# Need some help here......



## jonnythfisherteen2 (Mar 5, 2011)

ok, so heres the problem. im going to go hunting for deer this weekend, and my dad wont let me use slugs in his .410 bore bolt action shotgun, saying that it could blow up due to slugs going through it. but, ive fired a modern .410 bore shotshell filled with 9's about 10 times through it, and with no problems. im using the foster slugs, and not the sabot or any other special types. ive only got a few more days until the season opens up. so, what now? im going with someone else. but i need to convince him that the slugs he's talking about (from several decades ago) are different from now. and ive read my booklet, i KNOW that only slugs or single ball (where am i going to find that?)can be used for deer hunting.
it has a full choke on it, but it comes off.


----------



## ironman172 (Apr 12, 2009)

not good to shoot slugs through a full choke barrel....not saying you can't.....but....I wouldn't, and depends on the barrel too....
before you should even go...... you should shoot what ever gun you are going to use to pattern the slugs....not all slugs shoot the same....find what shoots best and use that.....if scoped you could adjust that to what ever slug you are going to use....maybe you should listen to your Dad....just saying


----------



## bobk (Apr 30, 2004)

Sure sounds like your Dad isn't on board with you hunting. First the 12 now the 410. Don't you know anyone else that will let you use a gun. You need to get this fixed pretty quick and get out there and practice. You owe that much to the animal.


----------



## jlami (Jan 28, 2011)

It don't sound like you are going to get much help here stud.

posted using Outdoor Hub Campfire


----------



## jonnythfisherteen2 (Mar 5, 2011)

I thought I put "it comes off" at the end. oh wait, I DID!
never mind, I don't need your help now. especially with these ridiculous replies I got.


----------



## bkr43050 (Apr 5, 2004)

You said the full choke comes off. I assume you mean that you have another barrel to replace it? Or it has choke tubes? Not sure which you mean.

I used a 12 gage with full choke for many years with no issues. I have read some of the warnings about doing so but I have never read it from a reliable source. In fact I have found several publications that say the opposite. Most feel it does not help performance and could distort the slug somewhat causing less than desirable grouping. The 12 gage that I have groups standard foster type sluggers quite well at 100 yards and I have killed several deer out beyond 100 yards with it. But the ultimate issue is that you need to work with your dad to make this happen. It is unfortunate that he is not working with you to see that you get this opportunity but you don't need to take it out on everyone here who are trying to help out.

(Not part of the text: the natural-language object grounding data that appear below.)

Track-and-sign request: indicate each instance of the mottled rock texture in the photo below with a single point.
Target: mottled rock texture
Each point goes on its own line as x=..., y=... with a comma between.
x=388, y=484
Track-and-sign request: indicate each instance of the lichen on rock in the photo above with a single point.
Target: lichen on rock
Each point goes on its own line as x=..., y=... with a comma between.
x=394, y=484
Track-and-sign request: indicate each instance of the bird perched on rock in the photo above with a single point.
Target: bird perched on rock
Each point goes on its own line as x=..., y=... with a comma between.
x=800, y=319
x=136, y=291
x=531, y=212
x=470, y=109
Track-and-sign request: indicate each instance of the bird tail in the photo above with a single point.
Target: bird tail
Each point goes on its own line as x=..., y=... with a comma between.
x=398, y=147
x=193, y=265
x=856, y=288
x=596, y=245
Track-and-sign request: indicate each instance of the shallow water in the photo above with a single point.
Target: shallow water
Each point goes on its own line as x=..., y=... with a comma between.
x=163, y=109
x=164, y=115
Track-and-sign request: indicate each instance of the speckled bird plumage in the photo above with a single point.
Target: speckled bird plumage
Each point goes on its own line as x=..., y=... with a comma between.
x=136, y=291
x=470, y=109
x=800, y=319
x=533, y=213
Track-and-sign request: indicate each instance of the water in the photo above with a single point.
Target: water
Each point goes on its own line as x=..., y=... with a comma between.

Good luck and I hope that you get out this weekend.


----------



## jlami (Jan 28, 2011)

Truth be known, I've done it thousands of times and never had a problem... Alot of "Old Timers" are stuck in their ways. You have to respect it, especially when it is their firearm.

posted using Outdoor Hub Campfire


----------



## Huntinbull (Apr 10, 2004)

If the choke you are talking about is a poly choke or a c-lect choke DO NOT FIRE THE GUN with the choke removed. Irrepairable damage WILL ensue. If it is a screw in choke tube that goes inside the barrel, use the most open choke you have. Improved Cylinder or Cylinder is best but Modified will work.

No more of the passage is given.